New Forecast Predicts an Active 2008 Hurricane
Season. A new report published by
the Colorado State University (CSU) Department of Atmospheric Science predicts
a significantly more active hurricane season for 2008 than the average
hurricane activity experienced between 1950 and 2000. The report used analog
predictors and a new extended-range early-April statistical prediction scheme
based on 58 years of data. Based on this analysis, the report states that the
current sea surface temperature patterns in the Atlantic Ocean are typically
observed before very active seasons, concluding that the probability of a major
hurricane landfall in the United States is about 135 percent of the long-period
average. At the same time, Atlantic basin net tropical cyclone activity in 2008
is expected to be about 160 percent of the long-term average, while the
probability of a Category 3 hurricane making landfall on the U.S. coastline is
69 percent for 2008. The CSU study predicts that there will be 8 hurricanes in
2008, compared with the average of 5.9, as well as 15 named storms, compared
with the average of 9.6. Furthermore, 80 named-storm days are predicted for the
season (compared with the average of 49.1) and 40 hurricane days (compared with
24.5).
Natural Gas Transportation Update:
· Florida Gas Transmission Company (FGT) announced that
as of April 4, maintenance continued at Compressor Station Number 6, which
includes all three units, and was expected to be completed later in the
evening. During the work, FGT was
expected to schedule up to approximately 150,000 MMBtu per day through
Compressor Station Number 6. Normally, FGT schedules up to 300,000 MMBtu per
day. FGT also announced that as of April 10 it was performing maintenance at
Compressor Station Number 3, which requires both units to be off-line. The outage is expected to last until April
26. During the work, FGT is expected to
schedule up to approximately 150,000 MMBtu per day through Compressor Station
Number 3. Normally, FGT schedules up to 230,000 MMBtu per day.
· California Gas Transmission Company issued a
customer-specific operational flow order (OFO) for Wednesday, April 9, and a
systemwide OFO for April 10, because of low inventory. For both days, the tolerance level was set at
5 percent. Both of the issued OFOs are
stage 2 OFOs, with the penalties set at $1.00 per decatherm.
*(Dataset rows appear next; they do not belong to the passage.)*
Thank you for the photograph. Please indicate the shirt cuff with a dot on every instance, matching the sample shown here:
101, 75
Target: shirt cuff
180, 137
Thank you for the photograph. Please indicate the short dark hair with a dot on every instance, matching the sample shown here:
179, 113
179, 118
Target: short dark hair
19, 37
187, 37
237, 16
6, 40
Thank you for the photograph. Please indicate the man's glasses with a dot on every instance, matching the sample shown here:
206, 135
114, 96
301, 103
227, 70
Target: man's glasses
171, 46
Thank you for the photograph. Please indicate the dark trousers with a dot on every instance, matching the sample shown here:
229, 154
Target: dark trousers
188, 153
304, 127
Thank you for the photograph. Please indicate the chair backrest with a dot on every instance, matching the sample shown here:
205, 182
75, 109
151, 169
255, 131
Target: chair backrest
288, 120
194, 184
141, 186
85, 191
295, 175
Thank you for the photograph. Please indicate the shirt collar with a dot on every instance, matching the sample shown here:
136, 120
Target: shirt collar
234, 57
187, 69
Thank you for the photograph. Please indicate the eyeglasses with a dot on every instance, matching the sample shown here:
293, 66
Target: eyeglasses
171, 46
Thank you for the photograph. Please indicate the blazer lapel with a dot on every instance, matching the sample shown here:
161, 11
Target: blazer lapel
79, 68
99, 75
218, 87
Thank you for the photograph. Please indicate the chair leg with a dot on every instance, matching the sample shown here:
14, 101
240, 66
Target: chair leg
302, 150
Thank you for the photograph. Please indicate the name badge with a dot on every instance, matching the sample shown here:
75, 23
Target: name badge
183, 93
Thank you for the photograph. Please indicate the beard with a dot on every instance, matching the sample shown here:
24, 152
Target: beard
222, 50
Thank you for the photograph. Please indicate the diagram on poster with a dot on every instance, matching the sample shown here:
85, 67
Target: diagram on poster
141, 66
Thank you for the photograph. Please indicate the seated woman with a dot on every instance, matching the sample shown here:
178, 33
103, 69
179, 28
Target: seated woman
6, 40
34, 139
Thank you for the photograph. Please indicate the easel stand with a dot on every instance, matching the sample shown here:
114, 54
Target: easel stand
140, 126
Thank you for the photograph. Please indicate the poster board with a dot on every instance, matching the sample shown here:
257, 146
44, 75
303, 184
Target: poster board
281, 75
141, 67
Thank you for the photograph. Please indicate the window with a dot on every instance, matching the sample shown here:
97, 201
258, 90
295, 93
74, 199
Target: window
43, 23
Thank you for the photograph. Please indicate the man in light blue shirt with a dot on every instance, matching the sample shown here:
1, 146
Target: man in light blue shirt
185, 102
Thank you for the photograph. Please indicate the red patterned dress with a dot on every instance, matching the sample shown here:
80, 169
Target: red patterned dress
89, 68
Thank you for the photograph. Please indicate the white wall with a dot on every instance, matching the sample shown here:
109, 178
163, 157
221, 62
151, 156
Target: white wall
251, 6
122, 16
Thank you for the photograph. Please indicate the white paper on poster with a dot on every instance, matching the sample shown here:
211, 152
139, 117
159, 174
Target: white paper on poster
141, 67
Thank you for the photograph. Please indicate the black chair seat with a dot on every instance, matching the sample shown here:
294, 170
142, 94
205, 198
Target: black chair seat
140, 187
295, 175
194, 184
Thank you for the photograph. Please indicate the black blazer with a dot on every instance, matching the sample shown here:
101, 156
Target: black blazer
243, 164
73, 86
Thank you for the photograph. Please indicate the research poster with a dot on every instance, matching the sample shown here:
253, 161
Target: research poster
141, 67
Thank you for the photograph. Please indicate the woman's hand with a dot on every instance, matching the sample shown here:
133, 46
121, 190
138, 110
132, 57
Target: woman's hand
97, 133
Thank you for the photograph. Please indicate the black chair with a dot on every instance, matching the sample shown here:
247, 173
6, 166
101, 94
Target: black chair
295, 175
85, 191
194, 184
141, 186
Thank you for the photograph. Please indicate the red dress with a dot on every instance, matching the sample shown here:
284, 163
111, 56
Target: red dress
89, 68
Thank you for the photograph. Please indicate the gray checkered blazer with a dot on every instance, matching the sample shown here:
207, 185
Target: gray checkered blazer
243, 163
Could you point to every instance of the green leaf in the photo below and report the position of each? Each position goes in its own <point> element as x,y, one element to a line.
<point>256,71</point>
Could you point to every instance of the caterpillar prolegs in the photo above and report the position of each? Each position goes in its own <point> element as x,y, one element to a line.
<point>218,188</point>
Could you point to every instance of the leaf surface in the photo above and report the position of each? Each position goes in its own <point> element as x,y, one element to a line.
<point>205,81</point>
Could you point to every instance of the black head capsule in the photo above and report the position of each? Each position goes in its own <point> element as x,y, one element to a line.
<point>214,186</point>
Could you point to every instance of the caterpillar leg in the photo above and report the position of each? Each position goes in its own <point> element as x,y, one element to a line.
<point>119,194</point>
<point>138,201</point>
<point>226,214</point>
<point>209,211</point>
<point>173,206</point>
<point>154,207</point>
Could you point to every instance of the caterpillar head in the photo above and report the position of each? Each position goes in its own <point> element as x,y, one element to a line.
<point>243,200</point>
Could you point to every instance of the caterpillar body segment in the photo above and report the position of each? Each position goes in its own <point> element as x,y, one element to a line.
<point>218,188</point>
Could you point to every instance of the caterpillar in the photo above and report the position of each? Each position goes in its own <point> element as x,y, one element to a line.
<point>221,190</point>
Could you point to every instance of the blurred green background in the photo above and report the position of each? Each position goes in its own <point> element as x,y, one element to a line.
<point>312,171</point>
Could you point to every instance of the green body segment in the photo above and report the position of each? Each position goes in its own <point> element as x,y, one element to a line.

· Enterprise Product Partners LP reported that the
Independence Trail pipeline was shut in on April 9 as a result of a problem to
the pipeline’s flex joint that connects the Independence Hub platform to the
offtake pipeline. According to the company, the repairs could take from 1 to 4
weeks, but the extent of the damage needs to be assessed by divers before repairs
can commence. The joint is located in only 85 feet of water, so the company
does not consider the outage a significant problem in resuming transportation.
However, since Independence Trail pipeline is the only pipeline that transports
natural gas from Independence Hub, a longer-term outage could affect natural
gas downstream markets. The Independence Hub is located in approximately 8,000
water depth and produces about 850 million cubic feet of gas per day,
accounting for about 12 percent of total regional production.